Long before Imogene was considered dangerous to herself, she was tapped as a playwright to watch in popular intellectual New York magazines. Somewhere down the line, the gift never materialized into fame, or even one completed production. Instead, she found herself in debutante circles, frequenting elegant fundraisers for charities that seem to fulfill these women’s high class interests. It is apparent that this comfortable lifestyle is the catalyst to why she has failed to produce any worthwhile plays.

While formulaic blockbusters dominate the summer, independent films happen to have their own formula, and Girl Most Likely seems too attached to this formula. Even as a dark comedy, the film suffers from simple dialogue and outdated jokes, although it does have its share of clever moments. It is much more lighthearted than the depressing and introspective Young Adult, and shares some similarity to the more recent Frances Ha. These three contemporary films about female authors says something about the current wave of femininity in cinema, but Girl Most Likely is not the best text to study. To add to the similarities, Whit Stillman, director of quirky coming-of-age films such as Last Days of Disco and Damsels in Distress, makes a cameo at the tail end of the film. It is a depressing moment because the film is attempting to auto-critique and associate itself with a filmmaker who has made similar, but much better films.

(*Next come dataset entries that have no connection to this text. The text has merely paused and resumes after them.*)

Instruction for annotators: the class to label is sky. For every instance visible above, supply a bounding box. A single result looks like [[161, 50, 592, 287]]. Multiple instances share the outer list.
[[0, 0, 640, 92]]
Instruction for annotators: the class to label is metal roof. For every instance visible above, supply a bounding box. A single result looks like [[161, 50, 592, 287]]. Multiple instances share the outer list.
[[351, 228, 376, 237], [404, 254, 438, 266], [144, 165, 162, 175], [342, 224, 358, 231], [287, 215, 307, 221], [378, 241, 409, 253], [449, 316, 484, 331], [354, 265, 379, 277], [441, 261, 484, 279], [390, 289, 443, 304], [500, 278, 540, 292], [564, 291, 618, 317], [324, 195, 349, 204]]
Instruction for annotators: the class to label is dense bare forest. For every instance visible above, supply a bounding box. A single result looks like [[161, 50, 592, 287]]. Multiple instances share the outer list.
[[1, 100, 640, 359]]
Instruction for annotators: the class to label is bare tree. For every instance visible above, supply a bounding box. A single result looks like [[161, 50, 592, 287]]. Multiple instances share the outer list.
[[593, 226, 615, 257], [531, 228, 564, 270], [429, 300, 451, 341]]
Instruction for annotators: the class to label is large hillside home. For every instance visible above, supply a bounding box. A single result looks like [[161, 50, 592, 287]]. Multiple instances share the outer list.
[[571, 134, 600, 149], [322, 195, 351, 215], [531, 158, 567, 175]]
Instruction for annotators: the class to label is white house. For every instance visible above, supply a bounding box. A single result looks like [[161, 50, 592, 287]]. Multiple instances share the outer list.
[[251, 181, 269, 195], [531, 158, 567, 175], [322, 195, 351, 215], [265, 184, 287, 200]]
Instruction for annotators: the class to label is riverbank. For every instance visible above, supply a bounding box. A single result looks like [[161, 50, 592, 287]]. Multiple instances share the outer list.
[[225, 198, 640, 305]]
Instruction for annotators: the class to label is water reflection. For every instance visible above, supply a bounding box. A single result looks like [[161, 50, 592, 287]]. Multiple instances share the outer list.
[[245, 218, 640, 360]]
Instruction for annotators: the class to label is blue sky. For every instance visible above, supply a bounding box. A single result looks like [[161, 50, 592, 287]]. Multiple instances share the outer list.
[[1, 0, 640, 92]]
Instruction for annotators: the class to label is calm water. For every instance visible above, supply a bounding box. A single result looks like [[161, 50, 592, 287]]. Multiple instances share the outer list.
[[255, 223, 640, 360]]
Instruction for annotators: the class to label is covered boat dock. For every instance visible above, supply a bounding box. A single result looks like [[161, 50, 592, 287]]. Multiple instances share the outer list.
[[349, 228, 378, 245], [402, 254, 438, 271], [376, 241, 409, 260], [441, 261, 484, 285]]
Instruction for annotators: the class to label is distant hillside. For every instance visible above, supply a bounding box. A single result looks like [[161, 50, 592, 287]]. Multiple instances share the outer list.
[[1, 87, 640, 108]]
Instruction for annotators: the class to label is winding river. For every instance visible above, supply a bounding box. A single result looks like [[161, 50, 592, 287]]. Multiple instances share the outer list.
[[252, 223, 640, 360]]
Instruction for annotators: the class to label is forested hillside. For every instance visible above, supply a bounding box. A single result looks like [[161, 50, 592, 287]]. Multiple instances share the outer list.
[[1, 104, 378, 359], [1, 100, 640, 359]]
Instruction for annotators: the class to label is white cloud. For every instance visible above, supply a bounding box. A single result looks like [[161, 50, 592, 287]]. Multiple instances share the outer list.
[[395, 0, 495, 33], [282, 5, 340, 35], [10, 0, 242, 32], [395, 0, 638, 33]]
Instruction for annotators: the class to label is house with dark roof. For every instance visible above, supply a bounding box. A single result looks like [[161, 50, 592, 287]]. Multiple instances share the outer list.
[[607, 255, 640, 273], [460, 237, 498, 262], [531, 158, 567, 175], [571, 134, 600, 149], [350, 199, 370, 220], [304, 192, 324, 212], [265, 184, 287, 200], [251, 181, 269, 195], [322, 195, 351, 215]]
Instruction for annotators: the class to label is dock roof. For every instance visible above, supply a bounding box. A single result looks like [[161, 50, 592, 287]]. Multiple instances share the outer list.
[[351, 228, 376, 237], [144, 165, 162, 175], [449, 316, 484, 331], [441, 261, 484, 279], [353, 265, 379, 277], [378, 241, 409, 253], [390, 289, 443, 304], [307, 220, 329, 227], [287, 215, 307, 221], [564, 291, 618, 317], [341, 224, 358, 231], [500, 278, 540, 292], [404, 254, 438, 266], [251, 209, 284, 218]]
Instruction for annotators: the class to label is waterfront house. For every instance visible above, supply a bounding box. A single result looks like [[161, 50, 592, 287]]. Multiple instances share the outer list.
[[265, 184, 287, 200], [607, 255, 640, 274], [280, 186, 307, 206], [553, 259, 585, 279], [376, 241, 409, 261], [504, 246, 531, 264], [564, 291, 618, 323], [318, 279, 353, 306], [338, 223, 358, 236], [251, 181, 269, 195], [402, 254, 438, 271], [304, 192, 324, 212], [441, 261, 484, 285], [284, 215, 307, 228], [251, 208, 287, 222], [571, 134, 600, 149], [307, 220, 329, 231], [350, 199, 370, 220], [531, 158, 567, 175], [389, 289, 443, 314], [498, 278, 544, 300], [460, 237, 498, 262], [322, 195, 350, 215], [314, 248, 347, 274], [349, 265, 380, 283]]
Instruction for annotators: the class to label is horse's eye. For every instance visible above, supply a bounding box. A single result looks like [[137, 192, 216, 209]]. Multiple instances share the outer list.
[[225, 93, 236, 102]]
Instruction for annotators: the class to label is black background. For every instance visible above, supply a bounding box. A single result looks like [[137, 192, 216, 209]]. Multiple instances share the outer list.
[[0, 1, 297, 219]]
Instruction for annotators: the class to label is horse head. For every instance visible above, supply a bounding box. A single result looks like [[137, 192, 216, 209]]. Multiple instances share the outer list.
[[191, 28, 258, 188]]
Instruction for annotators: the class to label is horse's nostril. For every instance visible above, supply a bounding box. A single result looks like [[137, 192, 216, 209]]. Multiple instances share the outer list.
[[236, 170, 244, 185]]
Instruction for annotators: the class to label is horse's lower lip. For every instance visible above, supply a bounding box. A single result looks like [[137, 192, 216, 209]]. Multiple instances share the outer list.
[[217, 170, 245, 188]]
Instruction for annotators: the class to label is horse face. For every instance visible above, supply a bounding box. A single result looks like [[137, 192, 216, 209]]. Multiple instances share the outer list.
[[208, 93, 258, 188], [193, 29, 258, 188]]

The Bridesmaids and SNL star Kristin Wiig’s deadpan delivery is merely adequate in Girl Most Likely. Yet it is Dillion and Benning who tend to have the most impressive performances, and a late-cameo and treasured performance from Bob Balaban are the only memorable aspects of the film. Seemingly inane subplots and characters with questionable intentions find themselves interwoven at the last minute, but some character connections are left untied. What could have been a chance for Wiig to pull away from and build upon her work in Bridesmaids is a step back for her career, and independent filmmaking in general.